Lokale Östrogene und Minoxidil werden oft auch in Rezepturen kombiniert verabreicht. Andere auf dem freien Markt erhältliche Mittel haben bei dieser Form des Haarausfalls keine Wirksamkeit. Die Antibabypille ist ein oft sehr wirkungsvolles Therapeutikum gegen diese Form des Haarausfalls. Das wird vielen Frauen auch dann bewusst, wenn sie die Pille abgesetzt haben und in den folgenden Wochen und Monaten einen mehr oder weniger deutlichen Haarausfall bemerken. In Absprache mit dem Frauenarzt kann deshalb auch die "Pille" durch ihre wirksamen Hormone als haarerhaltende Therapie eingesetzt werden. Neben dem hormonellen Anteil des antiandrogen wirkenden Gestagens können auch Kombinationen verordnet werden, die am Androgenrezeptor des Haarfollikels andocken und somit an dieser Stelle das eigentlich sich anbringende Testosteron verdrängen. In der Regel wird ein Antiandrogen (z. B. Chlormadinon­ace­tat) mit einem Östrogen kombiniert. Erst in sehr ausgeprägten Fällen kann zusätzlich das antiandrogen wirkende Cyproteronacetat eingesetzt werden.

Transplantation

In seltenen Fällen ist der Haarausfall so massiv, dass eine Haartransplantation in Erwägung gezogen wird.

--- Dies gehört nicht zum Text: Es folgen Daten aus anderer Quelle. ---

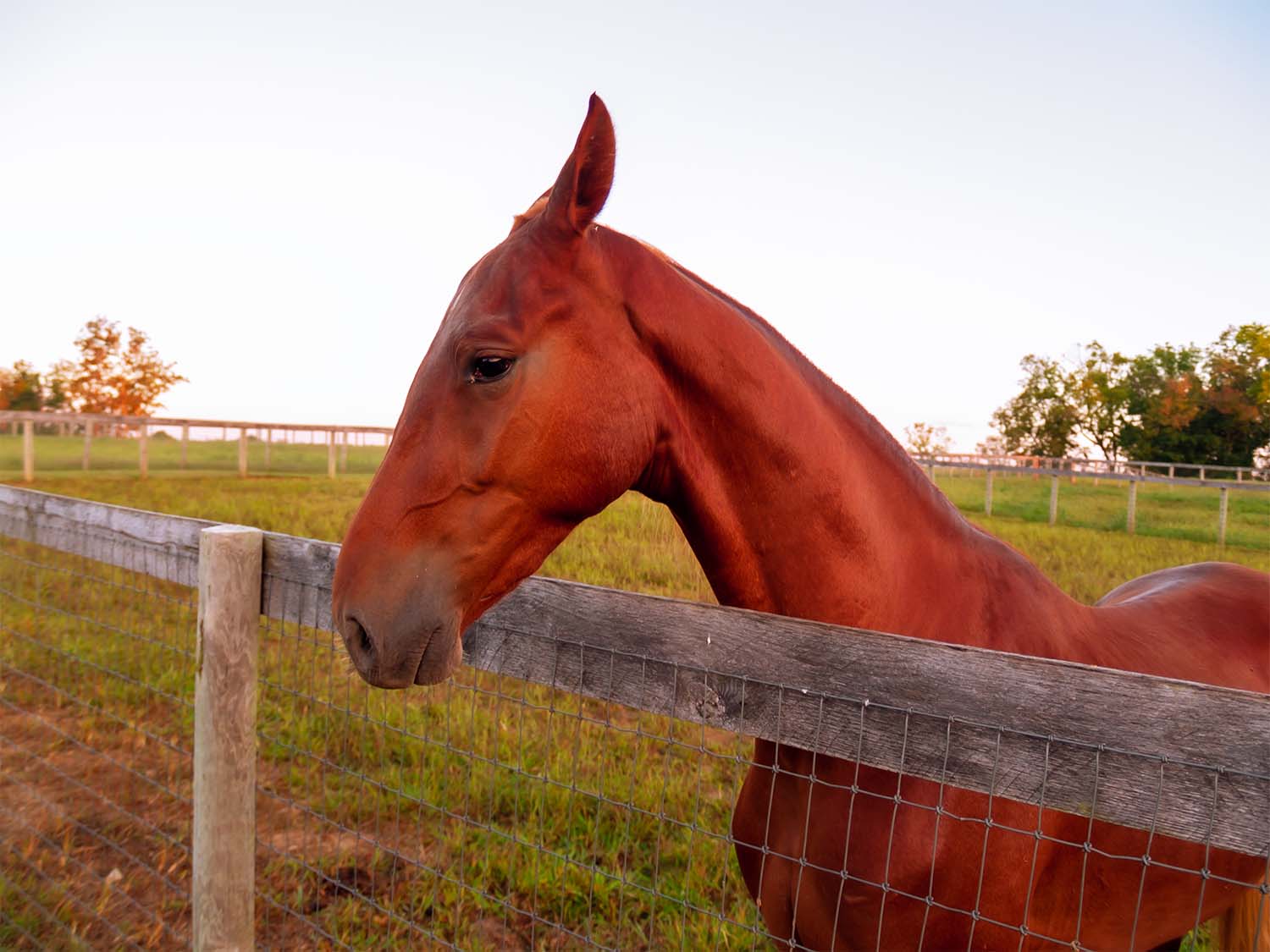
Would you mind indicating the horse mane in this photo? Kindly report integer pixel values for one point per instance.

Bei der Transplantation werden Haut und Haare vom Hinterkopf oder der seitlichen Region entnommen und in die haarfreie Zone im Rahmen einer sehr aufwändigen Operation eingepflanzt. Hierbei macht man sich den Umstand zu nutze, dass die Haarschäfte am Hinterhaupt nicht auf das männliche Hormon Testosteron überempfindlich reagieren und daher ein gesundes gut wachsendes Haar ausbilden.

Kosmetische Verbesserung

Ist der Haarverlust sehr fortgeschritten, kann auch durch eine Haartransplantation nicht mehr ein befriedigendes Ergebnis erzielt werden. Durch das Tragen eines Haarteils oder eine Perücke kann wenigstens eine optische Auffälligkeit einigermaßen kompensiert werden.

Ausblick

Die Möglichkeiten der Therapie der androgenetischen Alopecie der Frau sind begrenzt und noch nicht befriedigend. Die zur Verfügung stehenden Therapeutika reichen zurzeit noch nicht aus, um ein vollständiges Haarwachstum wiederherzustellen. Das dürfte erst dann zu verwirklichen sein, wenn aufgrund der Erforschung der verantwortlichen menschlichen Gene oder Enzyme neue Medikamente entwickelt werden, die erreichen, dass aus einem miniaturisierten wieder ein kräftiges und Fülle gebendes Haar entstehen kann.